While the members have achieved their goal at a young age, it also means that they’ve been deprived of the chance to live ordinary lives of teenage girls. Mire graduated from her Japanese middle school this winter, but could not go to Japan to attend the graduation ceremony so her friends took a picture with a photograph printed with Mire’s face. It brought her to tears and she envied them for a moment, then she saw the members around her.
“I have such funny and nice members around me,” said Mire. “I have achieved my dream so I don’t regret any of it.”
Soeun added, “I usually just attend morning classes and leave school early to come and practice. When my friends talk about something I don’t know or when I come to school and find that I’m seated at the back of the class, I feel really upset. It feels sad to be distant from friends that I used to be really close with. But it’s just a fleeting moment. I can’t go to school, but I have the members. They’re all I’ve got.”

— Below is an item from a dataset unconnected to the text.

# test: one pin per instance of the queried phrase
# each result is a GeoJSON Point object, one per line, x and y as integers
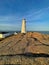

As a rookie band, TRI.BE doesn’t have an official fan club yet. Since their name is a portmanteau of “triangle,” which they consider to be the perfect shape, and “being,” member Jinha suggested the name Triangle would be a good fit for the fan club.
“Triangle is the perfect shape, and it would mean that the fans are perfect,” she said. “I’m rooting for it because I think it’ll be the best fit.”
“We haven’t met the fans in person because of the coronavirus, but I feel so overwhelmed with love when fans tell us that they love us on video phone calls,” said Hyunbin. “It makes me think that I should always give my best because there are fans out there who really love me. The day we get to meet them in person will be the day that we will really feel like we’ve debuted.”